Publie le mardi 10 août 2004 par Open-Publishing

La polémique est relancée après le sinistre d’hier, qui a fait 4 morts et 7 blessés.

Par Michel TEMMAN

Les trois derniers accidents nucléaires en date dans le monde se sont déroulés au Japon théâtre hier d’un quatrième incident. De quoi relancer la polémique, toujours à vif ici, sur l’insécurité du nucléaire dans l’Archipel. Le premier bilan de l’accident survenu hier dans l’après-midi à la centrale nucléaire de Mihama, dans la préfecture de Fukui, à 320 kilomètres à l’ouest de Tokyo, est de quatre morts et de sept blessés. D’après les premiers éléments fournis par l’Agence pour la sûreté industrielle et nucléaire nippone, une fuite de vapeur s’est produite à 15 h 28 au niveau des turbines du réacteur n° 3, d’une puissance de 826 000 kilowatts. Un plan d’urgence a été déclenché pour secourir les victimes et sécuriser tous les systèmes. Kansai Electric Power, propriétaire de la centrale, en a aussitôt stoppé l’activité. Onze personnes ont été hospitalisées. Quatre ont succombé, victimes d’insuffisances cardiaque et pulmonaire. Et au moins trois blessés seraient dans un état critique.

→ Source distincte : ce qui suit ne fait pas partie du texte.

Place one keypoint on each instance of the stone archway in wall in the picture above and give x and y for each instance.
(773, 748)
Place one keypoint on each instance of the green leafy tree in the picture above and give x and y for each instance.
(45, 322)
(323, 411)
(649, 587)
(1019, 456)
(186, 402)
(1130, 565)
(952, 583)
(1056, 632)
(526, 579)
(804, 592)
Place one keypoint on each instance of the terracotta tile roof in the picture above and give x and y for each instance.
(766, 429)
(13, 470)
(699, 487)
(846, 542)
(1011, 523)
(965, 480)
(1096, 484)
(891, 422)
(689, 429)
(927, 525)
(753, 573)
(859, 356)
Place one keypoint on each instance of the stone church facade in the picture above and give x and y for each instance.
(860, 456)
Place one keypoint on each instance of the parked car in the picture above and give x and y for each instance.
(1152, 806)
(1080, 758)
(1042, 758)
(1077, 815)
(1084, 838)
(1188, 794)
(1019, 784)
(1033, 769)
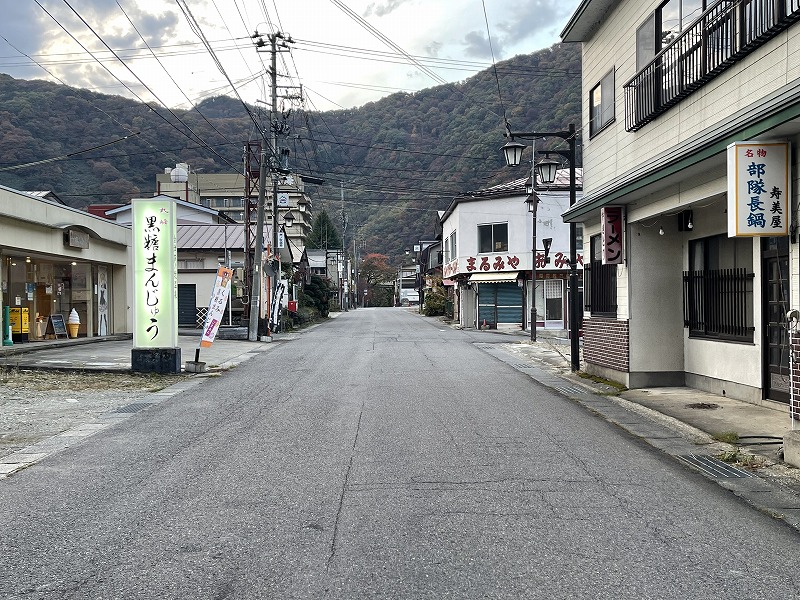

Choc. L’accident résulte-t-il d’une défaillance humaine ? D’une panne du condenseur de la turbine ? La fuite était-elle chargée d’éléments radioactifs ? Une enquête a été diligentée. Les réacteurs de Mihama sont à eau pressurisée (PWR) et dotés de deux circuits séparés. « Le circuit primaire est radioactif. Mais pas en principe le circuit secondaire, qui alimente les turbines à vapeur, explique un scientifique à Tokyo. Ce qui explique que la fuite de vapeur ait été annoncée comme non radioactive. Mais à 280 degrés, cela tue aussi. » La nouvelle a d’autant plus choqué hier que, dans un pays où le rejet du nucléaire est pour beaucoup une question de principe, l’accident a coïncidé jour pour jour avec la célébration du 59e anniversaire du bombardement atomique de Nagasaki (9 août 1945).

Méfiance. Afin de contrecarrer tout vent de panique, les autorités de Fukui ont voulu rassurer la population locale, répétant qu’il n’y avait « pas de fuite radioactive hors des infrastructures ». Mais quand il s’agit d’accident nucléaire, les Japonais se méfient. En particulier depuis celui survenu dans un laboratoire expérimental de la centrale de Tokaimura le 30 septembre 1999. Dans un premier temps, les autorités locales en avaient minimisé l’impact. Il s’est vite avéré qu’il s’agissait du plus grave accident nucléaire depuis celui de Tchernobyl. Avec un bilan pour le moins lourd : 2 techniciens tués (ils avaient reçu une dose de radiation 17 000 fois supérieure à leur exposition moyenne annuelle) et 439 personnes, dont 209 habitants, exposées à des doses de radiation plus ou moins élevées. En avril 2003 encore, la première compagnie d’électricité japonaise, la Tokyo Electric Power (Tepco), a dû stopper net 17 réacteurs nucléaires « pour raisons de sécurité » : des fissures et des fuites avaient été cachées aux autorités.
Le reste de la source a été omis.